Local resident James Freeman owns the two-story brick-and-stone building. Downstairs sits Sunrise Tanning and Tuxedo — open for business during the façade improvements — and upstairs are two residential apartments.
Freeman has owned the building since 1992. He said once the work is finished, the building will resemble what looked like when originally built.
He’s not sure of the different “looks” it has had throughout its 100 years, but it’s had a white finish since he’s owned it.
“All that whole upper floor was covered with stucco,” Freeman said.
He said the skilled tradesman will remove all the stucco, then tuck-point the red brick sitting underneath.
Freeman describes that process as taking out the old mortar between the bricks and putting in new mortar.
The process also involves replacing bricks or parts of bricks that have crumbled or deteriorated.
Freeman said riday that the contractors had started “about a week ago” and he expects the work to take a month.
Another aspect is that he’s replacing the three, old, rectangular glass windows on the building with ones that resemble the original, arch-topped windows.
Freeman also owns the building at 126 S. Main St. that houses the Whole Earth Grocery business.
He’s made some improvements to that building as well, including installing solar panels that he says are producing electricity beyond expectation.
He said since he’s owned both buildings, he’s been working on returning them to their original look.
He appreciates the program through the downtown Business Improvement District, to which downtown businesses — on Main and Second Street — pay a special tax.
Funds from the taxes are used to make grants to downtown business owners to make certain kinds of improvements — mostly to the building façade.
In his case, Freeman says the grant program pays for about 35% of the cost of the project, which involves improvements only to the Main Street side of his building.
“We have a pretty good downtown and he wants to keep it that way,” Freeman said.
Freeman’s building bears a plaque that tells a bit of its history.
River Falls’ Historic Preservation Commission, as well as a past Leadership River Falls class, help with the ongoing effort to research the history of several downtown buildings then affix the descriptive plaques.
Each one tells a story about its respective building.
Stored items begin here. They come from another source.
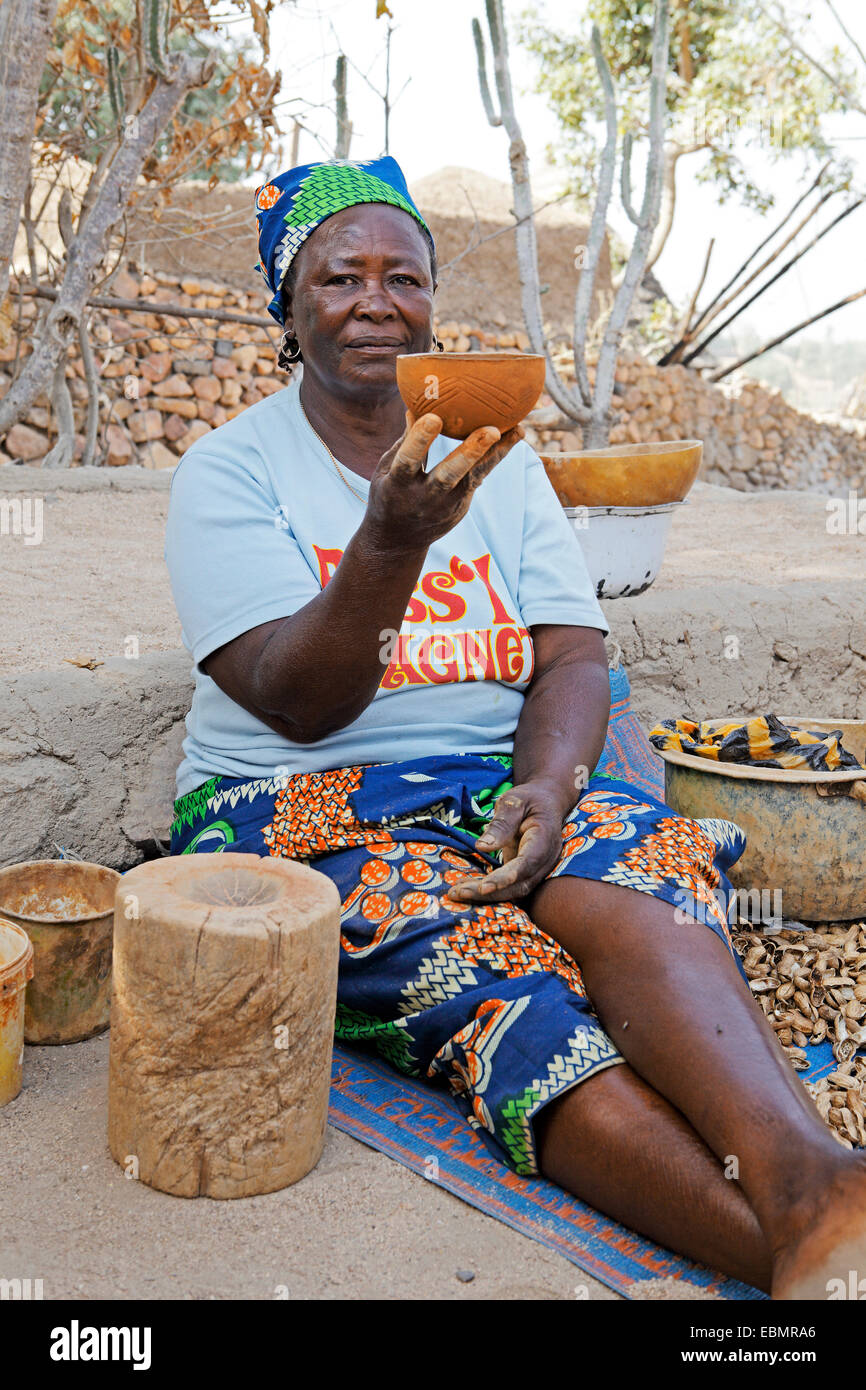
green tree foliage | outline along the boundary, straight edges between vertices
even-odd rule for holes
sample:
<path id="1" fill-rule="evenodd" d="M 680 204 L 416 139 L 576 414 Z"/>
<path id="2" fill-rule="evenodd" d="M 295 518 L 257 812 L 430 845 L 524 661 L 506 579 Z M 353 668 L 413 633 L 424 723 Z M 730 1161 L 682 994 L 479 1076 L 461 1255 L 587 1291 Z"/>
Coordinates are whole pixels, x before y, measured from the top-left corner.
<path id="1" fill-rule="evenodd" d="M 535 8 L 524 14 L 520 27 L 522 43 L 538 62 L 537 90 L 549 98 L 562 131 L 551 153 L 578 197 L 588 196 L 593 186 L 602 115 L 589 22 L 601 31 L 622 126 L 640 136 L 647 123 L 652 3 L 589 0 L 585 20 L 587 32 L 569 34 L 551 23 L 543 8 Z M 750 0 L 672 0 L 670 42 L 661 244 L 673 220 L 674 176 L 683 156 L 694 156 L 697 178 L 715 185 L 720 202 L 736 196 L 765 211 L 773 194 L 760 171 L 750 169 L 750 154 L 760 152 L 774 162 L 796 154 L 807 167 L 826 161 L 832 150 L 823 118 L 846 107 L 839 85 L 797 54 Z M 859 88 L 838 48 L 825 52 L 822 61 L 843 76 L 846 91 Z M 847 180 L 849 171 L 840 166 L 838 176 Z M 661 245 L 654 248 L 652 260 L 660 250 Z"/>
The “ApRoberts” building plaque says:
Gwilym ApRoberts bought the land in 1873 for $3,100 and built a two-story wooden building that burnt down in 1876. He rebuilt, resulting in the current stone-and-brick structure, and opened a general store.
The building has held many businesses and changed ownership a few times.
--1876-1937, General Store
--1937-1967, Red Owl Grocery
--1968-1974, Kozy Korner Gift Shop
--1974-1997, Friendly Valley Draperies and Furniture
--1997-present, Sunrise Tanning and Tuxedo
The building also housed in recent history — between 1982 and 1997 — Kahut’s TV & Audio, LMK Business Systems Office Supplies and Nature’s Expressions.
Freeman bought the building from Ruby McLaughlin, who with her husband J. Bernard, bought the building from the ApRoberts’ children in 1945.